Die Porsche Automobil Holding SE (Porsche SE) wurde 2007 gegründet, um das operative Geschäft der Porsche AG – damals noch unabhängig – von der Beteiligungsverwaltung zu trennen. Die Holding erwarb dann in kürzester Zeit 30,9 % der Stammaktien des VW-Konzerns, am 5. Januar 2009 waren es bereits 50,76 %. Der damalige Vorstandsvorsitzende Wendelin Wiedeking und sein Vertreter Holger Härter hatten vor, die Kontrolle über die Volkswagen AG zu erlangen. Um die Aktienkäufe finanzieren zu können, musste die Porsche SE allerdings Bankkredite in Höhe von etwa 10 Mrd. Euro aufnehmen. Als die Kredite auf dem Höhepunkt der Finanzkrise nicht mehr finanziert werden konnten, war die Porsche Holding gezwungen, 49,9 % der Porsche AG an Volkswagen zu verkaufen. Am 1. August 2012 wurden schließlich die restlichen Anteile an Volkswagen übertragen.

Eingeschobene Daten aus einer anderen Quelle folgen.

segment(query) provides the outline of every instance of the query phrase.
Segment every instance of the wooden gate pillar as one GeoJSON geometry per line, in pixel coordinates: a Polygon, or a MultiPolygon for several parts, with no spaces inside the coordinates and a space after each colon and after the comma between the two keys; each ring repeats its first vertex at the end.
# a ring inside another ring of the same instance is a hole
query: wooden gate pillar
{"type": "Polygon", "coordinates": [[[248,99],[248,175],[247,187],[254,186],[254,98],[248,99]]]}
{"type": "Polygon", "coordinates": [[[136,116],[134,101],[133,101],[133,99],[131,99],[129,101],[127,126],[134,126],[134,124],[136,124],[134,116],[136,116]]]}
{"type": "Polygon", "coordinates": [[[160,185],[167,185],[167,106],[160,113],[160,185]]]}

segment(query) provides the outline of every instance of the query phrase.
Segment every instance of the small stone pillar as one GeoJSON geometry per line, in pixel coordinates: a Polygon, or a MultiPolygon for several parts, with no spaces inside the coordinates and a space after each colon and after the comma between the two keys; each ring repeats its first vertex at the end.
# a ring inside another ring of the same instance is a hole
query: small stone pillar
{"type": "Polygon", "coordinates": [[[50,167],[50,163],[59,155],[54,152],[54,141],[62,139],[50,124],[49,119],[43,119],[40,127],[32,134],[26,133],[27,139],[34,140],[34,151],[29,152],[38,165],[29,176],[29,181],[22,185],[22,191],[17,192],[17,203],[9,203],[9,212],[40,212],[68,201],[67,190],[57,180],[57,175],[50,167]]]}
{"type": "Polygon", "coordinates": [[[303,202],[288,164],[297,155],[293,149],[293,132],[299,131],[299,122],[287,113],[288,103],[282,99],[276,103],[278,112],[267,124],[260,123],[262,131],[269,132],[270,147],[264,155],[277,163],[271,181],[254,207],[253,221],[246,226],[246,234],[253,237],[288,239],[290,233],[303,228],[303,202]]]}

Seitdem ist der Autobauer Porsche AG eine hundertprozentige VW-Tochter.
Die Porsche SE kaufte nach dem Verlust der Porsche AG weiterhin VW-Anteile hinzu. Aktuell hält sie 53,3 % der Volkswagen-Stammaktien. Sie ist damit der größte Anteilseigner der Volkswagen AG – vor dem Land Niedersachsen mit 20 % und dem Emirat Katar mit 17 %. 9,9 % befinden sich im Streubesitz. Die Anteile der Porsche SE werden an der Börse gehandelt, das Unternehmen ist seit dem 20. September 2021 Teil des DAX, auf Grund überdurchschnittlicher Dividendenrendite außerdem des DivDAX. Die Porsche AG wiederum ist eine reine VW-Tochter, die Papiere sind aktuell nicht an der Börse notiert.
Eine Chance für die Anleger?
Die verschiedenen Akteure erhoffen sich von einem Börsengang eigene Vorteile. Porsche ist mit großem Abstand die wertvollste Marke der VW AG. Der Börsengang würde Kapital in die Volkswagen-Kassen spülen. Kapital, das VW gut gebrauchen kann, um den Umbau hin zur E-Mobilität zu stemmen. Der damit einhergehende Ausbau der Fertigung – gerade im Bereich der Batteriezellen – wäre wiederum für das Land Niedersachsen von Vorteil.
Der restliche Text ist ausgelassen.